Banco Cruzeiro do Sul S.A.
- Type: Sociedade Anônima
- Industry: Financial
- Founded: (1993)
- Headquarters: São Paulo, Brazil
- Key people: Luis Octavio A.L. Indio da Costa, (Chairman & CEO)
- Products: Loan, Financing
- Revenue: US$ 251.2 Million (2010)
- Net income: - US$ 37.1 Million (2010)
- Total assets: US$ 7.1 Billion (2011)
- Number of employees: 3,666
- Website: www.bcsul.com.br

= Banco Cruzeiro do Sul =

Bank of Brazil

Banco Cruzeiro do Sul (lit. 'Southern Cross Bank') was a Brazil-based bank mainly engaged in the consumer financing segment. It was declared bankrupt on August 11, 2015.

It offered credit, investment, brokerage and consulting services, as well as a range of financial products. It also offered public bond market intermediation and loans. The bank's products were distributed in Brazil through a network of banking correspondents which included more than 360 small and midsized companies.

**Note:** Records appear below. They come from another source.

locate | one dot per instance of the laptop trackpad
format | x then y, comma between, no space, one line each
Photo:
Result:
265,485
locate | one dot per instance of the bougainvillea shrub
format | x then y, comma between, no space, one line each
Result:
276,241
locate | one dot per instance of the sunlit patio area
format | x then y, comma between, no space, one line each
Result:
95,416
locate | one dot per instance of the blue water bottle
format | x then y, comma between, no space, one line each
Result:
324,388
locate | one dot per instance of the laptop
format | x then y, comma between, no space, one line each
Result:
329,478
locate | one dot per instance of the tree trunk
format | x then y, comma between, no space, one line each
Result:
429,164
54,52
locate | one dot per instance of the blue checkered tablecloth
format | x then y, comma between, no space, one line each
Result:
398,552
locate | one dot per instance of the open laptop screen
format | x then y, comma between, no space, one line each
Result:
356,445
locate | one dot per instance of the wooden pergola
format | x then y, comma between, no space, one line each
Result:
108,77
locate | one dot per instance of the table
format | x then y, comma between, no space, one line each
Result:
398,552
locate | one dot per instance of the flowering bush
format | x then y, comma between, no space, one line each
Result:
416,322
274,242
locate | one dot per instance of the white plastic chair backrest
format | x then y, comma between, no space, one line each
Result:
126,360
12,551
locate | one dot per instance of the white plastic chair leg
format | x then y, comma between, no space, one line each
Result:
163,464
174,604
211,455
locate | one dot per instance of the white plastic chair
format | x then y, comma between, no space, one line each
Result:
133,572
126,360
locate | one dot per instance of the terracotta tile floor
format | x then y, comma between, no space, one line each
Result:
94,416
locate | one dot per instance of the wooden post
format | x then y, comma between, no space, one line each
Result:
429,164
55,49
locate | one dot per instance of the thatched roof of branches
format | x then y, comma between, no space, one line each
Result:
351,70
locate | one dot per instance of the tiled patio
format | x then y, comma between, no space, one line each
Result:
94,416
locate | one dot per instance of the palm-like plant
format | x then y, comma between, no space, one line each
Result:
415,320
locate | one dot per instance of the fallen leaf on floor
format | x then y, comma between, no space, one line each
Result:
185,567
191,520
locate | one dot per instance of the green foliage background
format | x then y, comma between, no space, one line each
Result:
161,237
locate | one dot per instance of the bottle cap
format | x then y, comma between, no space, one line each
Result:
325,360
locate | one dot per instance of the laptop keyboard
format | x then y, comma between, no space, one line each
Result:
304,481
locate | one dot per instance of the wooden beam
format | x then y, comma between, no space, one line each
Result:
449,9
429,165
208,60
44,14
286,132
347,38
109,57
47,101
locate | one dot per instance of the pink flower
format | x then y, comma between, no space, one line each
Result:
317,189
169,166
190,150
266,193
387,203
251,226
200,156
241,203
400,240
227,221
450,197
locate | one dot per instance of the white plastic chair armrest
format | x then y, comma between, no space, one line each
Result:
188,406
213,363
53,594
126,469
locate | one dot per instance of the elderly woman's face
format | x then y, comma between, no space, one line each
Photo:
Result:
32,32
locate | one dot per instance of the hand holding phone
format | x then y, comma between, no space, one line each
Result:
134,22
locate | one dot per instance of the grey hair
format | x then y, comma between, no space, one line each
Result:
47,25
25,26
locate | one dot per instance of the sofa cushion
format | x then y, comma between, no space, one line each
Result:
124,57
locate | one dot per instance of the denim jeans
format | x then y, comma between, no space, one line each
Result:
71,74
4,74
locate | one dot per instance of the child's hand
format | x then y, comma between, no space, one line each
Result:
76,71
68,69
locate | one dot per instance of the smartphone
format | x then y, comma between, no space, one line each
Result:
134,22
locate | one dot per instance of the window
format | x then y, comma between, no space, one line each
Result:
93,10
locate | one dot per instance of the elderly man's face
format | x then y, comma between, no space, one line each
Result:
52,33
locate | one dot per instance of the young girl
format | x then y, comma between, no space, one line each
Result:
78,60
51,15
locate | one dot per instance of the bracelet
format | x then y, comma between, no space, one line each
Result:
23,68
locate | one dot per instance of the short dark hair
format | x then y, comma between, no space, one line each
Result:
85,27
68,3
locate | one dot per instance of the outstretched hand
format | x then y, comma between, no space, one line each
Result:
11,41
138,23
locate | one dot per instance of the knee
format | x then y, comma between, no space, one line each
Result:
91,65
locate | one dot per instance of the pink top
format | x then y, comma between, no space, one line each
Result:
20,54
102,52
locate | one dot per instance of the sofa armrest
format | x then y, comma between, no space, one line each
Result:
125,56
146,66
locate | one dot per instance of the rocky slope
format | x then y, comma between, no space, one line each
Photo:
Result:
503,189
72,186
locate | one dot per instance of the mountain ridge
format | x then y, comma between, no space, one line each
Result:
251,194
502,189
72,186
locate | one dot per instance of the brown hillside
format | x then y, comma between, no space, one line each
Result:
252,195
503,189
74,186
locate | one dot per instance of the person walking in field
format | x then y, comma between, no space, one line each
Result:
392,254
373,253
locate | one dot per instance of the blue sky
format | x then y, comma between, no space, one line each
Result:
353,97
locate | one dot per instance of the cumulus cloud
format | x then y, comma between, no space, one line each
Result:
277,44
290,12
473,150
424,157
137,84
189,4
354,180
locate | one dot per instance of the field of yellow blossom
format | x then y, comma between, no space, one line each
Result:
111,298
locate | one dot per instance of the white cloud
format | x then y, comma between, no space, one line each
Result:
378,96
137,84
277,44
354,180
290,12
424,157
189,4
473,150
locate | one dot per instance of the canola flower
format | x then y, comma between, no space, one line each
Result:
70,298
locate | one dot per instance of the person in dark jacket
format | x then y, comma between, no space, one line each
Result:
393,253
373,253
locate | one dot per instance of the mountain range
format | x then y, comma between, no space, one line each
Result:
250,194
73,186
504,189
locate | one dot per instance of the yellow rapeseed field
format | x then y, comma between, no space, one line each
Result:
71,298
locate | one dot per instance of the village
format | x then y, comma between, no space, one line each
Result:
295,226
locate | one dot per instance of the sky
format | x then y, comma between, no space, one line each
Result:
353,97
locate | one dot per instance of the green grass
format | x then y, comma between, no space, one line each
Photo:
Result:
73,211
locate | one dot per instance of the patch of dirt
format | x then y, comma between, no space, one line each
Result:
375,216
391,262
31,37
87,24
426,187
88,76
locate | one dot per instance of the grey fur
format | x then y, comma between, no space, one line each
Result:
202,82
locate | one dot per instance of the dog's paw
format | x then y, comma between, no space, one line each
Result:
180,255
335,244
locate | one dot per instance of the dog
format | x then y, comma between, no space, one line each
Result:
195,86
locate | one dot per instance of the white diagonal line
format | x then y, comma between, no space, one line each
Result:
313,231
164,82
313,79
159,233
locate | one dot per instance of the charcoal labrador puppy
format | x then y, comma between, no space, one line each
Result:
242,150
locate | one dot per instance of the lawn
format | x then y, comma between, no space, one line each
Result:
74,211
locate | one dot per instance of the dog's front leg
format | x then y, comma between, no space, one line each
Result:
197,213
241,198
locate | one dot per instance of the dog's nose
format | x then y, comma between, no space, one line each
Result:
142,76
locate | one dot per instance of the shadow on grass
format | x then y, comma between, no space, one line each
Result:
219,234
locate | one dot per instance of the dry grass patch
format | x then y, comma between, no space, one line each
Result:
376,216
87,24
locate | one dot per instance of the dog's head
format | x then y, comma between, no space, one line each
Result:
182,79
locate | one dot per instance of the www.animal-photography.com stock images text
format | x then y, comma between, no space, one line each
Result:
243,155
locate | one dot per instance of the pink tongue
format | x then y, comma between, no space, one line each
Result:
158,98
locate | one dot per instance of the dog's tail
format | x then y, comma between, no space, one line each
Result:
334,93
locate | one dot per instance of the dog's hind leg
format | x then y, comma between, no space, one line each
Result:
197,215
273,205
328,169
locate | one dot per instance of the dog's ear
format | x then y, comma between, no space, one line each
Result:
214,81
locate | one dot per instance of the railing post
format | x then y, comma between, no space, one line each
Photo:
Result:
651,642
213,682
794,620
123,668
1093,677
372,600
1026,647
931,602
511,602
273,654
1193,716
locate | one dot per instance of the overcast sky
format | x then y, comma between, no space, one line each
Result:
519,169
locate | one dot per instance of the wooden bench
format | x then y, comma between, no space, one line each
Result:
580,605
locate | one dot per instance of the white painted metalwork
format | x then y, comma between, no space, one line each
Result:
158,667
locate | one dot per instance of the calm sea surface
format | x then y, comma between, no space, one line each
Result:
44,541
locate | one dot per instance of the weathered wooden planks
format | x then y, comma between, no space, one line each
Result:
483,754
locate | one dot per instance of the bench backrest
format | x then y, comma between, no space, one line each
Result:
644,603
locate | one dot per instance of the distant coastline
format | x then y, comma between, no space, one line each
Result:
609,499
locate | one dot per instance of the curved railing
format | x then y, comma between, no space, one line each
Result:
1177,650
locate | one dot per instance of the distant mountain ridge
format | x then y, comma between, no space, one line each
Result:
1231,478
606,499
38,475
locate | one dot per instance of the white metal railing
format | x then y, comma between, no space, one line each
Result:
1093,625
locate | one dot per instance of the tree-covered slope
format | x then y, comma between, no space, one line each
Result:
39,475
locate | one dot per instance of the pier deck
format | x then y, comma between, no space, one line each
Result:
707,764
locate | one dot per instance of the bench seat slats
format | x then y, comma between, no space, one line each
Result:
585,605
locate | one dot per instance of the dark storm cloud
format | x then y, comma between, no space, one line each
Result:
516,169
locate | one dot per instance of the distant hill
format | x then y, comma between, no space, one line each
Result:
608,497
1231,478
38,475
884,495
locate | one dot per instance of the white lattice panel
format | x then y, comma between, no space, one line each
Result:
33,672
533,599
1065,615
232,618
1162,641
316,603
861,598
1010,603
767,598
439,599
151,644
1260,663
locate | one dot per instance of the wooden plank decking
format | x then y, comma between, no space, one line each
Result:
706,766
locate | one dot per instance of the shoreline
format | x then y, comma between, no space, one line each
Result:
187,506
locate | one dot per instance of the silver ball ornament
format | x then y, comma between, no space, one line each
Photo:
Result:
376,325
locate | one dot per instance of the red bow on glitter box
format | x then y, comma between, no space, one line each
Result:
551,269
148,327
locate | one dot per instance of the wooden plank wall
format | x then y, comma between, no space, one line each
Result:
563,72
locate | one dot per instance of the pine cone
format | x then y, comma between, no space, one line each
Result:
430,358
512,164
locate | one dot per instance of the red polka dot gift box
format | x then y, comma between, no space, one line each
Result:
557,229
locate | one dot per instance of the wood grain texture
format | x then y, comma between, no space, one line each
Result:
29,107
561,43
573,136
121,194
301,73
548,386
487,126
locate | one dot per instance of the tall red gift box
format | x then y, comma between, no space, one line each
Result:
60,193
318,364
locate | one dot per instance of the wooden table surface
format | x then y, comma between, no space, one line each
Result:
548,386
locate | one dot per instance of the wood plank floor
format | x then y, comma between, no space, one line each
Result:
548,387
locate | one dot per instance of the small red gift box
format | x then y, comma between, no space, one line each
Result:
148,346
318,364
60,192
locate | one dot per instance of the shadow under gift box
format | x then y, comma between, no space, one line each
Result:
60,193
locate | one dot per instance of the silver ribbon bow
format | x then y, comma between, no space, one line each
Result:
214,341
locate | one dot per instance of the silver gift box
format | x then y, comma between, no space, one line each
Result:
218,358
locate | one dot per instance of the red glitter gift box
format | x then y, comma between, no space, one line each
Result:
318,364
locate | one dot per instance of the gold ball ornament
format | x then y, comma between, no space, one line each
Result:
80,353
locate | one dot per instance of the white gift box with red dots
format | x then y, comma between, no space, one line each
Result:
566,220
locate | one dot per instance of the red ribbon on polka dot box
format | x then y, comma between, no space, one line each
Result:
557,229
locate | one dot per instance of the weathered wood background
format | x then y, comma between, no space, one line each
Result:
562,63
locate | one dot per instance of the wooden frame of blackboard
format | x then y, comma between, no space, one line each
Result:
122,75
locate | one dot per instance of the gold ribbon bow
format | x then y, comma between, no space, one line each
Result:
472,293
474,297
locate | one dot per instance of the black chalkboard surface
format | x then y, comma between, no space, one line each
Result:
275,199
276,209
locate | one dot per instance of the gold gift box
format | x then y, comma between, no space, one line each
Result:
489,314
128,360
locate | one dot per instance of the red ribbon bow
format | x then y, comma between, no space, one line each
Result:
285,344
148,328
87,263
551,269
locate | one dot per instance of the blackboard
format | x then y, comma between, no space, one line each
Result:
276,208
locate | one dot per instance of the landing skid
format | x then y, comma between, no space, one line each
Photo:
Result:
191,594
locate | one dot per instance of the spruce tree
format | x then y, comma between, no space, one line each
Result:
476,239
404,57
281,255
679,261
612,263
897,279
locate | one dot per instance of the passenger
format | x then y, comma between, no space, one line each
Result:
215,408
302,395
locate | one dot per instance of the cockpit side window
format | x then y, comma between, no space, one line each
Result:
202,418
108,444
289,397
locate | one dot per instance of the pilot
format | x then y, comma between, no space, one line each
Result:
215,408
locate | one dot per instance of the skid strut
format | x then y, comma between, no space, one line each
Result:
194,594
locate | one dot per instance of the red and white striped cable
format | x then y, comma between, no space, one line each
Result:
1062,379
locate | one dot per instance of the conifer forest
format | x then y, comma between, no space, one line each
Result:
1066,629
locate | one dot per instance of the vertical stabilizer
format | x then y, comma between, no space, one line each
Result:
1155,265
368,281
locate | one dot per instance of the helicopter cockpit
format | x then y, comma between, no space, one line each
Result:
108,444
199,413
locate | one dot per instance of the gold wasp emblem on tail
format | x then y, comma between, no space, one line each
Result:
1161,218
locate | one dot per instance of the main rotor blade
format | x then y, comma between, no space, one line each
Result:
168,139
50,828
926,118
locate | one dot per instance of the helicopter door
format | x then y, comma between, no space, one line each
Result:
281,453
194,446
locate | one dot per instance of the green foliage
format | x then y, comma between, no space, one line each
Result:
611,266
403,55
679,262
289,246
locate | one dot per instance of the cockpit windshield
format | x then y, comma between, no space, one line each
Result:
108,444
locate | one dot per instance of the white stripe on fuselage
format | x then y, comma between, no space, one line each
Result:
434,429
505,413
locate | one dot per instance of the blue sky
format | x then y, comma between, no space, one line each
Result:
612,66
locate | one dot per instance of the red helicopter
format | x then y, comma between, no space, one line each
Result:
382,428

The bank was headquartered in São Paulo and was owned by the Indio da Costa family, prior to being liquidated by the Central Bank. Administration was taken over by the FGC (Credit Granting Fund) for 180 days in 2012, while investigations occurred over a balance of negative 150 million reais, caused by a false declaration of funds.